Die Stunde der Wahrheit
Natürlich hat man bei Porsche PR-mäßig alle Register gezogen: Der Le-Mans-Sieg 2015 wurde schließlich mit einem Vierzylinder eingefahren. Ach ja, und sollten Sie es noch nicht bemerkt haben: Der Boxster heißt jetzt 718 Boxster, wie der kleine Rennwagen, der in den 50er-/60er-Jahren mit einem – ja, richtig – Vierzylinder der weitaus stärkeren Konkurrenz das Leben zur Hölle machte. Die Zweifel bleiben natürlich trotzdem: Fährt das denn noch wie ein gescheiter Porsche? Und klingt das dann mit vier Töpfen nicht fürchterlich albern? Nun, die Stunde der Wahrheit ist da.

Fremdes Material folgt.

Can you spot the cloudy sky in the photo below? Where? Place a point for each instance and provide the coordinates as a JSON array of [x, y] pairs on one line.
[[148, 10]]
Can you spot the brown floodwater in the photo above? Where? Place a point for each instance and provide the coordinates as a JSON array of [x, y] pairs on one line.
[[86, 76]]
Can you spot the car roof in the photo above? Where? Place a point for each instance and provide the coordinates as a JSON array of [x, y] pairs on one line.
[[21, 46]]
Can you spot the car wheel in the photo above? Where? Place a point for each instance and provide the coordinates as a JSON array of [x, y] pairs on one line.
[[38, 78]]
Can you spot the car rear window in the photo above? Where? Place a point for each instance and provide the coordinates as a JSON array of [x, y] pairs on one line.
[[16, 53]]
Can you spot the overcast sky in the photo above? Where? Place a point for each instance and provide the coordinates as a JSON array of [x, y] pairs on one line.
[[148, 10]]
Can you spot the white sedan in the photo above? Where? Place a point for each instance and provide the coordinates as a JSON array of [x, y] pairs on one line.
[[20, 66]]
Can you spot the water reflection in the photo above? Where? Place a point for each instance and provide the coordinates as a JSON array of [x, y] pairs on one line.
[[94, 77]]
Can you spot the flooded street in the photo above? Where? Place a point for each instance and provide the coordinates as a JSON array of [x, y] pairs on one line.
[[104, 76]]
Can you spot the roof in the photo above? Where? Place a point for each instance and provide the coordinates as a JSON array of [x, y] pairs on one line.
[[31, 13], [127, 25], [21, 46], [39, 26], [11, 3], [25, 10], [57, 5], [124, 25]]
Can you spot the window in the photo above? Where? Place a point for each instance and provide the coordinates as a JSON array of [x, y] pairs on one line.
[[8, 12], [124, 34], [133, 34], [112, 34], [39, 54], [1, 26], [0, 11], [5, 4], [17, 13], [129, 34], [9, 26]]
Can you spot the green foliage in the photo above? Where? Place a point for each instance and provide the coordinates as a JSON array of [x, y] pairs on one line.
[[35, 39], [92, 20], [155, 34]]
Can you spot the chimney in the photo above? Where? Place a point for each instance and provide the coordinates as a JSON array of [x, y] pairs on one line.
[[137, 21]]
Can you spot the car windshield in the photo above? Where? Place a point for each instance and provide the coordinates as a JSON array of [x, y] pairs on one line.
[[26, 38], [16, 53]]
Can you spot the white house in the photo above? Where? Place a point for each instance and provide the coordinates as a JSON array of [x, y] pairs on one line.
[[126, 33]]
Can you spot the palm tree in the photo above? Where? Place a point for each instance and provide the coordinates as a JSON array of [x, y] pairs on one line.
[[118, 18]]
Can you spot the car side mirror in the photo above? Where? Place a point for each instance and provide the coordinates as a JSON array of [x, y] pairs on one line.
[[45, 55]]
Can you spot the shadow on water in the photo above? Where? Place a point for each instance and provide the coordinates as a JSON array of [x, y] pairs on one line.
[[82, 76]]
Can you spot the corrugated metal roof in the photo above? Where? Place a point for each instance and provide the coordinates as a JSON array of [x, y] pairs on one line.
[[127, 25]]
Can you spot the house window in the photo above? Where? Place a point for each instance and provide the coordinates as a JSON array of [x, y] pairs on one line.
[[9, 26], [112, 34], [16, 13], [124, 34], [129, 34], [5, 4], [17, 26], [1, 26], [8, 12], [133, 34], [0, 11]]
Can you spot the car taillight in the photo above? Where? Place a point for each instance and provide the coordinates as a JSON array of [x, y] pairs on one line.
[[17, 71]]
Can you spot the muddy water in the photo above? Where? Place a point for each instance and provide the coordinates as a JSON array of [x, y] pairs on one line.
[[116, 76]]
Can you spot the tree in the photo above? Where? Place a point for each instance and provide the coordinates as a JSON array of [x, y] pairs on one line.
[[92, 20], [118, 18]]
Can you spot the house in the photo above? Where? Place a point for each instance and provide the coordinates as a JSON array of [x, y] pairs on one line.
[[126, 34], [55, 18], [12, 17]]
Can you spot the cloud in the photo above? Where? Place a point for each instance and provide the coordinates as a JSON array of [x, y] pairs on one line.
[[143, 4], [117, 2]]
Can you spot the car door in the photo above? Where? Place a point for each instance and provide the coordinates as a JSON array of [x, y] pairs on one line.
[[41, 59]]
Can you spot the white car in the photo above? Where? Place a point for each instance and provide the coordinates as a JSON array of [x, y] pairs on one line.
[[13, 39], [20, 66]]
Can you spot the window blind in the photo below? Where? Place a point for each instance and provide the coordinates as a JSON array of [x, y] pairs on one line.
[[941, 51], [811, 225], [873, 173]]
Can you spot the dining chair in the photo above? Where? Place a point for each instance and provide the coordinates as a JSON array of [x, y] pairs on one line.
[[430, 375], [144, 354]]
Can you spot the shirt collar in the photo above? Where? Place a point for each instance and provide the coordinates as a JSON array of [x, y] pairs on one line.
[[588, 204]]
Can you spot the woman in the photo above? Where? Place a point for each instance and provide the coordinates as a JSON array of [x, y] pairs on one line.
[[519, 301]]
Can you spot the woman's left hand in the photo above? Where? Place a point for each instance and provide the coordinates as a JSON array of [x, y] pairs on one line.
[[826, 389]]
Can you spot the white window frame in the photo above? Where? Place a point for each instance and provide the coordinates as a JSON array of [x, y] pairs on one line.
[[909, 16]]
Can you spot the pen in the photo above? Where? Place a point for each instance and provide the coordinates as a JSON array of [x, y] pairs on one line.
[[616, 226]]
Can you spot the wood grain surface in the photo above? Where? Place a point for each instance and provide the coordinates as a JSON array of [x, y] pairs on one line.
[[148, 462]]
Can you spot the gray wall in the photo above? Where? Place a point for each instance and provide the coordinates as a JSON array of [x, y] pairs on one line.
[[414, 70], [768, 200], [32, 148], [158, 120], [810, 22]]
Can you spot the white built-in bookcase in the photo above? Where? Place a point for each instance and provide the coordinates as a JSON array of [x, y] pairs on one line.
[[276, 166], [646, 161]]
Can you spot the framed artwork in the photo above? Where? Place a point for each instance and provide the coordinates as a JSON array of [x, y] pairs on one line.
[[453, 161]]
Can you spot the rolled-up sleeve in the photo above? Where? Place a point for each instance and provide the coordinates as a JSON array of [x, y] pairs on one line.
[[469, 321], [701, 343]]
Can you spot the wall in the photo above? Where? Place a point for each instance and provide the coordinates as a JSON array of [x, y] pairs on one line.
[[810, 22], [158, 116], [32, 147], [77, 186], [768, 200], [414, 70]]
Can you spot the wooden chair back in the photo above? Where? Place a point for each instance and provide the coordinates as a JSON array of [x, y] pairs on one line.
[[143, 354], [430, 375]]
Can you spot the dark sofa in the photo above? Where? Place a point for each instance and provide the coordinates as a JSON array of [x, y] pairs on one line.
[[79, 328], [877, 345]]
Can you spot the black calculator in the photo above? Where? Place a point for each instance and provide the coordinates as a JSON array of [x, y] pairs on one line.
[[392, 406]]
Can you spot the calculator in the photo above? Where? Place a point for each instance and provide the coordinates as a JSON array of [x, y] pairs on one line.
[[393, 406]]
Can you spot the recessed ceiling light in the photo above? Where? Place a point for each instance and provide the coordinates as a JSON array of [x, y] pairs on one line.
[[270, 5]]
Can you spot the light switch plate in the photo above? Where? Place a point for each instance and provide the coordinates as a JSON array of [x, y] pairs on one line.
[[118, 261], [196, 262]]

Wir haben den neuen Boxster eineinhalb Tage gefahren. Und ich kann Sie beruhigen. Zumindest in weiten Teilen …
Sehr viel mehr
Um zu verstehen, vor was genau ich ihnen den Schrecken überhaupt nehmen muss, schauen wir uns die neuen Motoren im 718 Boxster aber erstmal ein wenig an: Im Boxster tut es nun ein 2,0-Liter-Vierzylinder-Boxer mit 300 PS und 380 Newtonmeter, im Boxster S gibt es 2,5 Liter, 350 PS und 420 Newtonmeter. Das sind jeweils 35 PS und 100 beziehungsweise 60 Newtonmeter mehr als bisher. Anders als im neuen Sechszylinder des 911 Carrera (mit dem sich die Vierzylinder etwa 65 Prozent ihrer Zusammensetzung teilen) muss es beim 718 Boxster ein Turbolader alleine richten. Dieser bedient sich im stärkeren Boxster S der vom 911 Turbo entliehenen VTG-Technik. Die variable Turbinengeometrie sorgt dafür, dass der Lader untenrum besser anspricht, ohne dass ihm nach oben hin die Puste ausgeht. Die andere Spielerei, die den kleinen neuen Turbo weniger wie einen kleinen neuen Turbo wirken lassen soll, nennt sich Dynamic Boost-Funktion. Selbst wenn man – beispielsweise vor der Kurve – vom Gas geht, hält sie den Ladedruck weiterhin oben. Wieder drauf aufs Gas, der Turbo muss nicht erst “hochladen”, und quasi verzögerungsfrei pfeilt sich das Auto aus jeglichem Eck.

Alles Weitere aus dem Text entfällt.